Si j’avais été psychiatre
en chef entre 1890 et 1923...
Je serais définitivement un homme et on m’appellerait
le surintendant médical du Protestant Hospital for the
Insane de Verdun. J’aurais à relever le défi
d’introduire une notion souvent ridiculisée, le « traitement
moral des fous », et je travaillerais fort à convaincre
les autorités et mes collègues de remplacer les
contraintes physiques par un environnement de vie plus sain,
un programme complet de travaux et de loisirs et une approche
chaleureuse et humaniste.
Je ne traiterais aucun patient externe
mais 354 patients hospitalisés contre leur gré – les admissions
volontaires étant interdites par la loi – et
j’aurais peu de diagnostics parmi lesquels choisir.
Je traiterais la mélancolie et la manie, mais aussi
trois types de démence ainsi que la parésie
générale, aussi appelée syphilis tertiaire.

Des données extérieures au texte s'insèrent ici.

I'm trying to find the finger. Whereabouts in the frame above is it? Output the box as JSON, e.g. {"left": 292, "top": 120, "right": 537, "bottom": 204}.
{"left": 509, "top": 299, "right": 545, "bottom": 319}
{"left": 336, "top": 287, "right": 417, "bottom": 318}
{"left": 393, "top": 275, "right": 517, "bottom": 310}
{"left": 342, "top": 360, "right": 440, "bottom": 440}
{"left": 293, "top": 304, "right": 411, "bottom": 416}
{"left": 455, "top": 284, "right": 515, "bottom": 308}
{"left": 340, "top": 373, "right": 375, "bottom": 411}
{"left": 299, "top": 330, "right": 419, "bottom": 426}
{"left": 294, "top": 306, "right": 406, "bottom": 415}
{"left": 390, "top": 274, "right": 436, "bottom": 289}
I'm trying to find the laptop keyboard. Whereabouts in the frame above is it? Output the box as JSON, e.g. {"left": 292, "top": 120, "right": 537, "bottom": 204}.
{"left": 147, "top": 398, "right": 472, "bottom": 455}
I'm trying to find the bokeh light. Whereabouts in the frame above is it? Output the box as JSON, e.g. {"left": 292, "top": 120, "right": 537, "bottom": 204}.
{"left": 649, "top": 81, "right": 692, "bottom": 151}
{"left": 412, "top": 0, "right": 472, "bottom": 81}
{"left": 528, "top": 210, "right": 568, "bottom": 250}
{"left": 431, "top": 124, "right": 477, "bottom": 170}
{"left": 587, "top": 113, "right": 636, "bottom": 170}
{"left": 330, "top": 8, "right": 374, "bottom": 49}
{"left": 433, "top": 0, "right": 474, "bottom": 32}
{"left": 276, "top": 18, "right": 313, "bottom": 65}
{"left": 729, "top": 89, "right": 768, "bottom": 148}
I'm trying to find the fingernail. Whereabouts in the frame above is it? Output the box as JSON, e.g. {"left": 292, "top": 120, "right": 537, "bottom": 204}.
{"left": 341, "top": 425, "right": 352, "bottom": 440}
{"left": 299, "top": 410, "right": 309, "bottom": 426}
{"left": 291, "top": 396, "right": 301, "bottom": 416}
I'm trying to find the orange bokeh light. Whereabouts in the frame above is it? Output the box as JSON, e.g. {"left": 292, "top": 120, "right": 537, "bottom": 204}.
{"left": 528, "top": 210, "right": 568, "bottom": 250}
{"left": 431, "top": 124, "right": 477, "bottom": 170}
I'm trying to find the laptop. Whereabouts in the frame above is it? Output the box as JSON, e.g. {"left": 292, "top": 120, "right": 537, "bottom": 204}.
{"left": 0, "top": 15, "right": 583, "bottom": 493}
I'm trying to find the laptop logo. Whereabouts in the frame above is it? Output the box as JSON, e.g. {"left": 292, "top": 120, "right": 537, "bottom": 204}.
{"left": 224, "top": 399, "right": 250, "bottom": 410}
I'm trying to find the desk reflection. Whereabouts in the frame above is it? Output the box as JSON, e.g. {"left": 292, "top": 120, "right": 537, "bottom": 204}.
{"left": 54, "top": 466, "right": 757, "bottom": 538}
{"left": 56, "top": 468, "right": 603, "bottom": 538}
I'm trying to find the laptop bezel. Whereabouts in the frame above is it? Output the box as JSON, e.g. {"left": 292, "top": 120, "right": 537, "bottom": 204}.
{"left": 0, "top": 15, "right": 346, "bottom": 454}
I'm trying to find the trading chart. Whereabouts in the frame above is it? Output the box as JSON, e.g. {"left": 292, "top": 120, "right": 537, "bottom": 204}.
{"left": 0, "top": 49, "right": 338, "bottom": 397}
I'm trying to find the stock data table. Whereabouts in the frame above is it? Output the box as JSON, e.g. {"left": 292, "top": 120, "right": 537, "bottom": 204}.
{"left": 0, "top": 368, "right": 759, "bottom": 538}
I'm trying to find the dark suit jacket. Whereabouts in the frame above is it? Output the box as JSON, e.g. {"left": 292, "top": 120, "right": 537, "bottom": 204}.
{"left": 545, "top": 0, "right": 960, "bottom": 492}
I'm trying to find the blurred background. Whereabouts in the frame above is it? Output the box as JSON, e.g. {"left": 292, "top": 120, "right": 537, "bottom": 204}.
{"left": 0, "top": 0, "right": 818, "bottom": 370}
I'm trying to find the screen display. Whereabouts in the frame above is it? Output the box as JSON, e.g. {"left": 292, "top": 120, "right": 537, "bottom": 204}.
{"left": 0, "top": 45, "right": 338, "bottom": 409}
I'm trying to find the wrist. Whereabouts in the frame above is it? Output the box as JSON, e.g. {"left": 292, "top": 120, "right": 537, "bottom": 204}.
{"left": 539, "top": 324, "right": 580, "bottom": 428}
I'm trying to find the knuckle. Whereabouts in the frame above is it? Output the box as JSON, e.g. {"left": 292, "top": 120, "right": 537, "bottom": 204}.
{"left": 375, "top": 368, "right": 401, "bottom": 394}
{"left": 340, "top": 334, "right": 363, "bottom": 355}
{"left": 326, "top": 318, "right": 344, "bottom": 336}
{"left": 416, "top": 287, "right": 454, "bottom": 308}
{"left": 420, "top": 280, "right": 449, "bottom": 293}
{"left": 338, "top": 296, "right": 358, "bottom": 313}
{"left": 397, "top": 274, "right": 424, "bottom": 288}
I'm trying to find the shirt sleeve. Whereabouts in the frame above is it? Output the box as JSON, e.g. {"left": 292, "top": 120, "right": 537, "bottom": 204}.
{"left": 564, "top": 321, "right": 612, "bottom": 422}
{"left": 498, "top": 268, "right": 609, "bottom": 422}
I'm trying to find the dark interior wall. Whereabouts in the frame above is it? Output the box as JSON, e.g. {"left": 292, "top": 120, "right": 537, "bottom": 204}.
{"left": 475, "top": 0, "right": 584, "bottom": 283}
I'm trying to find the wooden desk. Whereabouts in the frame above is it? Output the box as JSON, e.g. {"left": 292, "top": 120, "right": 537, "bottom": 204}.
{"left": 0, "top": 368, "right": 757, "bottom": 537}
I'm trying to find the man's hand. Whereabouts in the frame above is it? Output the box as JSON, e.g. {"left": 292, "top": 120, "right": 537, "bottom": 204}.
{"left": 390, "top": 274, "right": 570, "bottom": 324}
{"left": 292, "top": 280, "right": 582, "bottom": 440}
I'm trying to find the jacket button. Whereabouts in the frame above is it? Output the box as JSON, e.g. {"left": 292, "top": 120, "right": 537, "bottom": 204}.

Mes notes d’observation indiqueraient également
que certains individus malchanceux souffraient à la
fois de manie et de mélancolie. Même si, en
vertu de la loi, on ne s’attendrait à ce que
je m’occupe des « idiots, imbéciles et
débiles » – à moins que ceux-ci
ne soient dangereux, scandaleux, mal formés ou épileptiques – je
serais attentif aux tentatives des familles et des autorités
de nous faire prendre en charge ces infortunés. L’une
de mes principales préoccupations serait de faire
face à la tuberculose pulmonaire, une maladie grave
et contagieuse pour laquelle il n’existait pas de traitement
ou de remède. Quant aux médicaments ou aux
thérapies pour mes clients, il n’y en aurait
aucun, et mes instruments d’intervention seraient une
nourriture de qualité, un bon milieu de vie et une
attitude constructive.
Mes chiffres de 1896 prouveraient l’efficacité de
notre approche : des 1 279 patients admis au cours des six
années précédentes, nous en aurions
considéré 447 comme guéris et 151 comme
améliorés. Quel autre asile pouvait s’enorgueillir
d’un taux de congé de 47 %? Malheureusement,
dans les quelques années suivant l’ouverture
de l’Hôpital, l’espace de vie de qualité deviendrait
très restreint et le surpeuplement de l’asile
serait ma priorité absolue.
Mon salaire, pour faire
face à des problèmes
budgétaires, à des pénuries de personnel
médical, à un roulement dangereusement élevé de
personnel et à des voisins hargneux luttant contre
nos efforts pour bâtir de nouveaux pavillons sur nos
terres, n’atteindrait même pas 3 000 $ par année.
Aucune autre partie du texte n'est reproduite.